Although the number of new types and properties are small, their addition to Schema opens up potential for much better description of periodicals and creative work relationships. To introduce the background to this, SchemaBibEx member Dan Scott and I were invited to jointly post on the Schema.org Blog.
So, another step forward for Schema.org. I believe that is more than just a step however, for those wishing to make the bibliographic resources more visible on the Web. There as been some criticism that Schema.org has been too simplistic to be able represent some of the relationships and subtleties from our world. Criticism that was not unfounded. Now with these enhancements, much of these criticisms are answered. There is more to do, but the major objective of the group that proposed them has been achieved – to lay the broad foundation for the description of bibliographic, and creative work, resources in sufficient detail for them to be understood by the search engines to become part of their knowledge graphs. Of course that is not the final end we are seeking. The reason we share data is so that folks are guided to our resources – by sharing, using the well understood vocabulary, Schema.org.

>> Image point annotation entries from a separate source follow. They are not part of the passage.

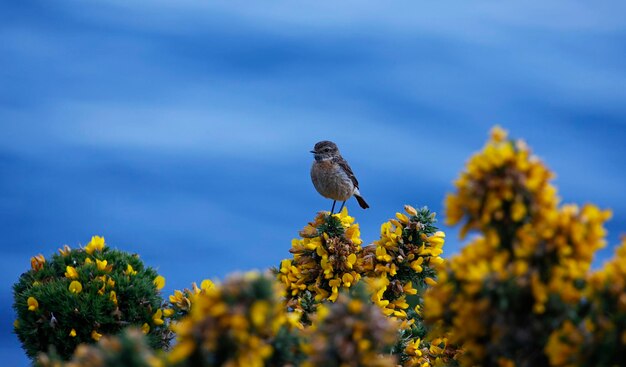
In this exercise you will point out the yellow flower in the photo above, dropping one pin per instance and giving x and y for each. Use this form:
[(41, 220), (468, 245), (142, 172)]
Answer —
[(75, 287), (33, 305), (159, 282), (70, 272), (37, 262), (130, 270), (157, 318), (65, 250), (96, 244), (95, 335)]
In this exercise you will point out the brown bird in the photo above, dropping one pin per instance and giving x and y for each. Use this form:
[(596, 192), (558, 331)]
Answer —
[(333, 177)]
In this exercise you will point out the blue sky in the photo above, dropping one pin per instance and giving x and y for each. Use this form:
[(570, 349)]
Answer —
[(181, 130)]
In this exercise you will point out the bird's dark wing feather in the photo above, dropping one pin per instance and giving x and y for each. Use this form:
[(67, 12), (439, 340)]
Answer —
[(344, 165)]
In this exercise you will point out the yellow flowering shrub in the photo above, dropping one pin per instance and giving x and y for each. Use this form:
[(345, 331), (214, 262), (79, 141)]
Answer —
[(596, 334), (350, 332), (237, 323), (80, 295), (324, 261), (501, 297), (399, 267), (128, 349), (180, 302)]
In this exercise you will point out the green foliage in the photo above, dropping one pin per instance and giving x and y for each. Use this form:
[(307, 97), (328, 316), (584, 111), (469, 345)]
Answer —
[(82, 294)]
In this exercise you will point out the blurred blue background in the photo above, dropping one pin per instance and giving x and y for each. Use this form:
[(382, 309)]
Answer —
[(181, 130)]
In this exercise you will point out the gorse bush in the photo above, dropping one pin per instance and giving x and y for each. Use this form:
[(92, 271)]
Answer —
[(519, 293), (79, 295), (525, 274)]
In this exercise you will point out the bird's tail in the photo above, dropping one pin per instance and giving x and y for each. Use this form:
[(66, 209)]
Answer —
[(361, 201)]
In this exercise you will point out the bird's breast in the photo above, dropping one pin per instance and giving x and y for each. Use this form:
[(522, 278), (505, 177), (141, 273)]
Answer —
[(331, 181)]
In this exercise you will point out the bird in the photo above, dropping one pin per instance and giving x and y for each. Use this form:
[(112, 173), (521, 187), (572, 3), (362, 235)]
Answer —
[(332, 176)]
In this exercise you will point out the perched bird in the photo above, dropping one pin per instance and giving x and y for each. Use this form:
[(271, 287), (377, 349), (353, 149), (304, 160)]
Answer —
[(333, 177)]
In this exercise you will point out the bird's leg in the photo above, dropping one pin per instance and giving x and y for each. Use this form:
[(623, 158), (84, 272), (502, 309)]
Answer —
[(342, 204)]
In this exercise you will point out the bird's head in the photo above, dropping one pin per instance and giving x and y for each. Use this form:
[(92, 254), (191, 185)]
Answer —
[(324, 150)]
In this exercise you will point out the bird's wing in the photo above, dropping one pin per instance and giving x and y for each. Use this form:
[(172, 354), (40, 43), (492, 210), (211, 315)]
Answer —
[(346, 168)]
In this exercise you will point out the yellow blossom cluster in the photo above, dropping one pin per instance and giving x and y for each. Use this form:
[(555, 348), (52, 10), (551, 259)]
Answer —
[(181, 301), (324, 258), (129, 349), (501, 294), (402, 260), (232, 324), (597, 335), (504, 184), (399, 267), (350, 332), (83, 294)]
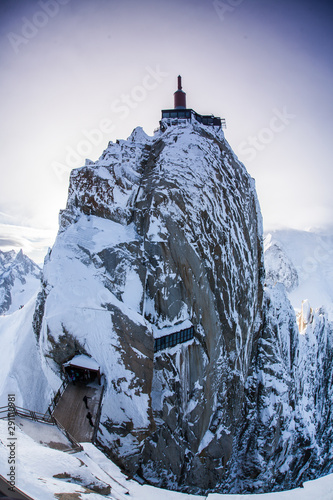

Examples of a conceptual creative work being related to its editions, using exampleOfWork and workExample, have been available for some time. In anticipation of their appearance in Schema, they were introduced into the OCLC WorldCat release of 194 million Work descriptions (for example: http://worldcat.org/entity/work/id/1363251773) with the inverse relationship being asserted in an updated version of the basic WorldCat linked data that has been available since 2012.
A couple of months back I spoke about the preview release of Works data from WorldCat.org. Today OCLC published a press release announcing the official release of 197 million descriptions of bibliographic Works.
A Work is a high-level description of a resource, containing information such as author, name, descriptions, subjects etc., common to all editions of the work. The description format is based upon some of the properties defined by the CreativeWork type from the Schema.org vocabulary. In the case of a WorldCat Work description, it also contains [Linked Data] links to individual, OCLC numbered, editions already shared from WorldCat.org.
These links (URIs) lead, where available, to authoritative sources for people, subjects, etc. When not available, placeholder URIs have been created to capture information not yet available or identified in such authoritative hubs. As you would expect from a linked data hub the works are available in common RDF serializations – Turtle, RDF/XML, N-Triples, JSON-LD – using the Schema.org vocabulary – under an open data license.
The obvious question is “how do I get a work id for the items in my catalogue?”. The simplest way is to use the already released linked data from WorldCat.org. If you have an OCLC Number (eg. 817185721) you can create the URI for that particular manifestation by prefixing it with ‘http://worldcat.org/oclc/’ thus: http://worldcat.org/oclc/817185721
In the linked data that is returned, either on screen in the Linked Data section, or in the RDF in your desired serialization, you will find the following triple which provides the URI of the work for this manifestation:
To quote Neil Wilson, Head of Metadata Services at the British Library:
With this release of WorldCat Works, OCLC is creating a significant, practical contribution to the wider community discussion on how to migrate from traditional institutional library catalogues to popular web resources and services using linked library data. This release provides the information community with a valuable opportunity to assess how the benefits of a works-based approach could impact a new generation of library services.
This is a major first step in a journey to provide linked data views of the entities within WorldCat. Looking forward to other WorldCat entities such as people, places, and events. Apart from major release of linked data, this capability is the result of applying [Big] Data mining and analysis techniques that have been the focus of research and development for several years. These efforts are demonstrating that there is much more to library linked data than the mechanical, record at a time, conversion of Marc records into an RDF representation.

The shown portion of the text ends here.